Hinton, on the other hand, goes in the opposite direction, with garishly outlandish settings and characters. He imagines a suburban Florida where predatory pythons roam the streets and are such a threat to pets and humans that sightings of them prompt school lockdowns. The narrator’s wife is pregnant (with, it seems, a gigantic litter of babies, but that’s a whole other dimension of the story), and the fears associated with raising a family in a fraught, dangerous environment give rise to all sorts of ludicrous protective measures in the name of staving off python attacks, which are up 500% over last year, as a local newscaster grimly informs viewers. The couple’s own obstetrician gives them more advice about trapping and killing snakes than he does about the wife’s pregnancy. He shares with them that he and his wife have themselves lost “some” of their children to python attacks.
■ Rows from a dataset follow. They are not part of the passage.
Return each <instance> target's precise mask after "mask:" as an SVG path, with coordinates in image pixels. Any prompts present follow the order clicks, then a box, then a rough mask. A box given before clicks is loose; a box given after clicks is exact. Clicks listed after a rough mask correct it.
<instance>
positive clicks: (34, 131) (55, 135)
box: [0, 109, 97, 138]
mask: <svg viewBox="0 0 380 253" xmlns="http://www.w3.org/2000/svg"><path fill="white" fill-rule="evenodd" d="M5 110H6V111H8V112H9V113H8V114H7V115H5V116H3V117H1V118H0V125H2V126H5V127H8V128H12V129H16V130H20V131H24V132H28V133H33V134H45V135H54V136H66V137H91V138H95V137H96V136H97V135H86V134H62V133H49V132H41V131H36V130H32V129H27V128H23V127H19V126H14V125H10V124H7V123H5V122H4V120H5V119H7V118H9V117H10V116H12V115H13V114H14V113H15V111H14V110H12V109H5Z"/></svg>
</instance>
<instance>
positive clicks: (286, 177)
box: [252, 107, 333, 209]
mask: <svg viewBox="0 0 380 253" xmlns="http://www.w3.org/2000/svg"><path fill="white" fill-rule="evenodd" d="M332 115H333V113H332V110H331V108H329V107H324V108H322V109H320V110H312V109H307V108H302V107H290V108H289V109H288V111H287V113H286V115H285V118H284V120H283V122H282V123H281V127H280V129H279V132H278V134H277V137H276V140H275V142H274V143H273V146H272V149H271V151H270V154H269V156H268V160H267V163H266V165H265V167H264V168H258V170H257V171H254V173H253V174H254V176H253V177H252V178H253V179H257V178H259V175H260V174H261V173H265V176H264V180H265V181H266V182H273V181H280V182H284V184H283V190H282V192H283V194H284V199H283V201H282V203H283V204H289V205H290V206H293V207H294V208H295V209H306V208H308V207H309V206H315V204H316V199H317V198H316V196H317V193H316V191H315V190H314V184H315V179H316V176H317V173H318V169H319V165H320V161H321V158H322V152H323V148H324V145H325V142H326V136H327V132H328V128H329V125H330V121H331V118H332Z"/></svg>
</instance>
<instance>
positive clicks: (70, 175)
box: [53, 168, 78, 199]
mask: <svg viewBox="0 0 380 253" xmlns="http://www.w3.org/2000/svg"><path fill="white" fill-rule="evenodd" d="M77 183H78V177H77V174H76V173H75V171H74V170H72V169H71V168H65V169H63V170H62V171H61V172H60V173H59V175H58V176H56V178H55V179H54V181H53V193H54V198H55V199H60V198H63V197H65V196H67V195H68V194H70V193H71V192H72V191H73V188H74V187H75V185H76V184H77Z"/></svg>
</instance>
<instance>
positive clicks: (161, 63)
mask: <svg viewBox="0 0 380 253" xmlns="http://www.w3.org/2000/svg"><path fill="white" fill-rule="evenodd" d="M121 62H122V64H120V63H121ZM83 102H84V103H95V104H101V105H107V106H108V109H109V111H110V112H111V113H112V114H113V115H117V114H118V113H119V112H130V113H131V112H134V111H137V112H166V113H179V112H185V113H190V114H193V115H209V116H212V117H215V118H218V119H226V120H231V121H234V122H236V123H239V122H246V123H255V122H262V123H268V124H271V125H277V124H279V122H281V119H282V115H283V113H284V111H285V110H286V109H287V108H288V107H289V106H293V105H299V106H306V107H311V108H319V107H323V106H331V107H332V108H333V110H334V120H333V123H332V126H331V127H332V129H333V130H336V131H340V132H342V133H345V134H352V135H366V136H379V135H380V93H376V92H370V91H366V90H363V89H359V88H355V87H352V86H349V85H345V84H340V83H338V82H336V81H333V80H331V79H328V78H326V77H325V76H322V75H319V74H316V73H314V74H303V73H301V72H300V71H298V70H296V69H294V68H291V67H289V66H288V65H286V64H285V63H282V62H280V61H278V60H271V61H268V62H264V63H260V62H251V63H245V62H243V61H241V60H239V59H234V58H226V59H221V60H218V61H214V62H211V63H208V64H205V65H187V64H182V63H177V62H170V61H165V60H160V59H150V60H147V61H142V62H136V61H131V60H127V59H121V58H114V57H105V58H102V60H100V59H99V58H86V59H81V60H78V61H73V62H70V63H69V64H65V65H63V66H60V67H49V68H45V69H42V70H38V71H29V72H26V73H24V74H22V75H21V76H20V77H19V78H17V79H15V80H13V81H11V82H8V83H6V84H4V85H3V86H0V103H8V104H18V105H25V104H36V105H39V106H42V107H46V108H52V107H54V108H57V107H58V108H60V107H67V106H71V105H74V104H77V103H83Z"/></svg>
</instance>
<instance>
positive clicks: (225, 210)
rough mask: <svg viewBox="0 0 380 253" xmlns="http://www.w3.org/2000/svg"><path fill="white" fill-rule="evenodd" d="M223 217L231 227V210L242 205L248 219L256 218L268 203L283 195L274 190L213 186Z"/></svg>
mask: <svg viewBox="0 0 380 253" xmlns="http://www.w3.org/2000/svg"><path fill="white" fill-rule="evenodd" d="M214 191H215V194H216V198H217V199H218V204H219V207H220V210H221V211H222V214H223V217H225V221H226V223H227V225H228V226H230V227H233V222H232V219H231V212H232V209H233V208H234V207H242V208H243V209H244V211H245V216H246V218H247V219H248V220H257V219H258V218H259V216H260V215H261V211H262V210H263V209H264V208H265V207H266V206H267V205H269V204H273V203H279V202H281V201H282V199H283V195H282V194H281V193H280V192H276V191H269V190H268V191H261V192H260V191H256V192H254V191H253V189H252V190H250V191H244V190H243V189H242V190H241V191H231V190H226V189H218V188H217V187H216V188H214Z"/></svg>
This is essentially a tale of suburban-daddy-paranoia, and although it quite clearly doesn’t take itself too seriously, the real-life fears that might pervade the consciousness of a dad-to-be are detectable, if unnamed, beneath the glorious nonsense of the killer-python plot. (The block-party barbecue following the killing of a giant python that has eaten an adult woman in the neighborhood is an especially glorious example of said nonsense.) It’s worth noting, by the way, that no python has ever – ever – attacked and killed a human being in the wild; all python-related fatalities (in the US, anyway) have been inflicted by pet snakes that were underfed or otherwise neglected. Larry Perez’s fascinating book A Snake in the Grass, which we discussed with him on this podcast in Season 2, is a great repository of such information.
The most sage and sober advice about living with snakes is provided by the commenters within the Snakes of Florida forums: “No need to terrorize the snake.” “Admire, observe, take pictures,” and then go back to minding your business.